Sebaiknya aku catat saja alamat tujuanku di rangkaian gerbong kereta yang akan membawa ku serta ke dalam perjalanan malammu agar aku lebih tenang merelakan diriku sepenuhnya kepadamu.
Sementara kamu menunggu jadwal keberangkatanmu, aku menunggu kondektur yang murah senyum menanyakan karcisku. Dan selama aku berada di dekatmu aku mempersilahkan orang asing berbicara menanyakan tujuanku kemana.

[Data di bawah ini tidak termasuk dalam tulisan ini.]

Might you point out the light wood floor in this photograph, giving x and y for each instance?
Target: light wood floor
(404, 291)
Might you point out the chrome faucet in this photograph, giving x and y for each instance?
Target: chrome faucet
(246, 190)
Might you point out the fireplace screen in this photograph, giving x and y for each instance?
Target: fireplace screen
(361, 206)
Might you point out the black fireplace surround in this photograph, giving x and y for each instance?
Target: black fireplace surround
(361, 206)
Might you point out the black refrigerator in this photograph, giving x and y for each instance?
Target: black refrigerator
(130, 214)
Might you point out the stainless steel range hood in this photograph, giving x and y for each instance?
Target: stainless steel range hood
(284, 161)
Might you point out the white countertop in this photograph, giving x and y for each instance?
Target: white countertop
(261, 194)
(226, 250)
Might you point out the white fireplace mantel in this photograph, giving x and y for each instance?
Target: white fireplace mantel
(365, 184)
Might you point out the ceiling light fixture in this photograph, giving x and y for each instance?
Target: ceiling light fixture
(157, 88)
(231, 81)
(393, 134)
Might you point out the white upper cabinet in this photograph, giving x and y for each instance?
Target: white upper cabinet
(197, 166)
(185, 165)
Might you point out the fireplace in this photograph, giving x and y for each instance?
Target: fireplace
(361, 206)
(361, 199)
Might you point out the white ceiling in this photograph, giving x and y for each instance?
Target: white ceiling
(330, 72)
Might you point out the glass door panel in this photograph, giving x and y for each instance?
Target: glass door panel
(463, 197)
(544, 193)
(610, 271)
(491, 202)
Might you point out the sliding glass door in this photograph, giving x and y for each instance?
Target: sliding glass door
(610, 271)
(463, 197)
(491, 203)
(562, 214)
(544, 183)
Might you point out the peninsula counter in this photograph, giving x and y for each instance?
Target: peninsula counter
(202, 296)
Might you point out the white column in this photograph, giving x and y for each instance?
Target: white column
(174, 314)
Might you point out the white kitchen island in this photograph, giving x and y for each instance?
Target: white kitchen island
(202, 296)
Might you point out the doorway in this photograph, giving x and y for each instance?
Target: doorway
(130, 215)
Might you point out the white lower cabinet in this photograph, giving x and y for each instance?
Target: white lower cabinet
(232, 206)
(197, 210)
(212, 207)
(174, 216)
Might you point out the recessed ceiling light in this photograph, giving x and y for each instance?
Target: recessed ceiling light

Lalu setelah itu aku pura-pura diam sampai peluit panjang berbunyi tanda kamu di persilahkan jalan dan aku berpikir kenapa tidak membuat satu puisi saja lengkap dengan sajian makanan dan minuman yang nanti kamu tawarkan di tengah perjalanan.
Nampak di luar jendela lampu-lampu saling pandang, saling merindukan meski pada akhirnya satu persatu dari mereka hilang. Sebentar mataku terpejam ku bayangkan diriku duduk di sebuah stasiun kecil sambil memperhatikan gerimis yang jatuh menyerupai ingatan ku tentang seseorang.
Aku rebahkan punggungku dan mengganjal kepalaku dengan bantal sewaan sambil mendengarkan gemeretak kakimu berlari kencang melintasi sawah, kabut dan segala rindu yang di jembatani kenangan silam.
Bersamamu malam tak pernah larut, bersamamu kerinduan tak pernah surut dan aku belajar mencintai senja meski sebenarnya tak pernah kau hadirkan selain matahari pagi yang nanti datang selepas stasiun Jogyakarta.Â
Namun bagiku itu bukan persoalan, antara aku dan kamu telah lama menjalin ikatan, ayahku yang memperkenalkannya dan aku berhutang kepadanya atas segala perjalanan yang menyenangkan.Â
Memasuki Solo Balapan kereta berjalan pelan, langit pagi tampak cantik bersolek di pinggir rel yang lama tidak terpakai, gerbong-gerbong kosong, bunga-bunga kertas dan panggilan dari speaker stasiun samar terdengar.
Tak ada lagi yang mesti di risaukan bersamamu telah ku relakan sepenuhnya perjalananku, menempuh kehangatan malam, menyusuri lembutnya matahari pagi.